The report also said that 1 of every 5 students in the cohort of graduates who had the opportunity to take the classes did so.
An average of 20% of the graduates at each offering school is quite high, given the specialized nature of the program. Keep that figure in mind the next time a board member tries to minimize the number of students who took the courses. The figure often used is that only 5% of ALL TUSD high school students took the courses. That is a very different cohort. It includes students from high schools where MAS was not offered. It may also include 9th and 10th graders for whom the classes were not offered.
The class should be optional at best since there are no other classes given for any other ethnicities it would be unfair. There are more than Caucasian and Latino ethnicities in Tucson. Latino is not a minority either
In Tucson
White alone – 239,112 (45.6%)
Hispanic – 228,510 (43.6%)
This does not make you minority
David, David, David. You’re mentioning of vouchers & charter schools is important because charter schools also claim a better percentage of graduates though I strongly suspect if those graduates were tested a year after graduation they would not score as high as students receiving a traditional public education. It would be interesting to see if the same would be the case here.
The charter school graduates are teaching the public school students. How many different ways can you guys slice and dice statistics, before we realize,…”hey, some of these graduates can’t even read.” And they never failed a grade.
I missed the link showing statistics and all I have is experience, two different hirees who were both graduates of the local charter school. Neither could do simple addition yet they had accelerated and graduated sooner than the peers they left in high school. I spent a lot of time teaching them how to read a measuring tape, breaking the inches down into fractions and then transferring the numbers to the material needing to be cut. Both were hired through the local temp agency and neither lasted very long. But they never failed a grade.
That’s my story and I’m stickin’ to it.
But back to the main topic.
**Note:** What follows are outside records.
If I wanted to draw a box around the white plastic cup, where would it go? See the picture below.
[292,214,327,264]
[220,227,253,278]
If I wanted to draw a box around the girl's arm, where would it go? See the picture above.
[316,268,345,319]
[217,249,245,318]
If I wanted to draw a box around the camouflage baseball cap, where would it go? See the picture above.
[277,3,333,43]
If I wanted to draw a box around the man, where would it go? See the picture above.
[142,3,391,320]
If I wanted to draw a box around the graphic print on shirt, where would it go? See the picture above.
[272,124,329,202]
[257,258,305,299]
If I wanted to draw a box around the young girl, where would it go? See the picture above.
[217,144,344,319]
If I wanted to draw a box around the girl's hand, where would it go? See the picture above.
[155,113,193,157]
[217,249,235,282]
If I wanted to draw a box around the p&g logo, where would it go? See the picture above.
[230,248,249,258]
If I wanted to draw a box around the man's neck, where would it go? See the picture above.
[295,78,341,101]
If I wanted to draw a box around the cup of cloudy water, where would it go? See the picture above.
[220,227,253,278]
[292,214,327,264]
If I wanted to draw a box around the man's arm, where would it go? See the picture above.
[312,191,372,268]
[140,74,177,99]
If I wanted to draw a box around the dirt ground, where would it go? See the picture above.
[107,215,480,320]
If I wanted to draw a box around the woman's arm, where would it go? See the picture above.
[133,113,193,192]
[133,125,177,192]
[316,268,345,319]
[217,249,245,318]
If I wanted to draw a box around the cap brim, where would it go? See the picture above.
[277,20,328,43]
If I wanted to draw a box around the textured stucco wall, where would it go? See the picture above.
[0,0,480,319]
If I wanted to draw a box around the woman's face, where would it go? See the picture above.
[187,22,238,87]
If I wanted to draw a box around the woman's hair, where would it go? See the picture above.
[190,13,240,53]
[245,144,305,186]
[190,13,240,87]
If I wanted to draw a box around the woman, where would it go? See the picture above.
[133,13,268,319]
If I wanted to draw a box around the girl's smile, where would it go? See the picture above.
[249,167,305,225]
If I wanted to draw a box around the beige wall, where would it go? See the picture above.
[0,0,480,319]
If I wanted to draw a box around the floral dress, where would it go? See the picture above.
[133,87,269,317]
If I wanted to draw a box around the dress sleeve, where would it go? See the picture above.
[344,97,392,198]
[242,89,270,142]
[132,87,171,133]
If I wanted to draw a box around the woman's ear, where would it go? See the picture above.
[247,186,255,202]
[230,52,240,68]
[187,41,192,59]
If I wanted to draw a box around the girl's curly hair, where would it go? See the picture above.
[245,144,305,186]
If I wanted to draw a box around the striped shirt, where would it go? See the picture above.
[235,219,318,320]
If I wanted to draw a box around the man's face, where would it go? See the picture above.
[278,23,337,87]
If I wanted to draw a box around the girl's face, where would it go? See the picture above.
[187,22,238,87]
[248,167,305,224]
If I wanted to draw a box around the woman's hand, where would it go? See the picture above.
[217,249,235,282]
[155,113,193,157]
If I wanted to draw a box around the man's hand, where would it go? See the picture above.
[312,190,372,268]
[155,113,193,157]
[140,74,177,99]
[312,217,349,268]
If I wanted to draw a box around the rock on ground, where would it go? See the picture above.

In my experiences within the school districts around the state what I HAVE seen is the Indians and migrant kids do much better when they were not around the white kids who were generally bullies. Not ALL the white kids are bullies but it takes only a few bullies to be disruptive to the rest so, while I’m overly skeptical of even “peer reviewed” studies I’ll consider some of what is here based on my own experiences.
Rick Spanier says: Cabrera’s study has bones (as ed researchers used to say); it has all the earmarks of a a solid effort and is well documented. So let’s stipulate (as lawyers still say) the findings are accurate and the MAS program was beneficial to the students enrolled in the classes.”
Why would we do that? You might as well stipulate that Jay Greene’s pro-voucher studies done at the University of Arkansas are well-documented. Like Greene, Cabrera was an advocate for the program he is assessing. Like Greene, he has used biased sampling to ensure the results he wanted to get. Both Greene and Cabrera produce studies that appear (on the surface) to be valid and reliable, but are, in fact, highly biased.
Ask yourself why Professor Cabrera would select a control group with so many identified special education students. Surely, he could just as easily have found a control group with the identical ratio of special education students to non-identified special education students. In fact, given the far greater numbers of TUSD students who never took an MAS class, Cabrera had to go out of his way to create a control group with such a high percentage of special education students. This is bias by design, and it resulted in comparative achievement numbers radically different from those presented by TUSD’s own statistician. According to the TUSD figures, there was no difference in the performance of MAS students and non-MAS students on any of the measures of success generally used, i.e. graduation rates, scores on the graduation tests, and admission to colleges.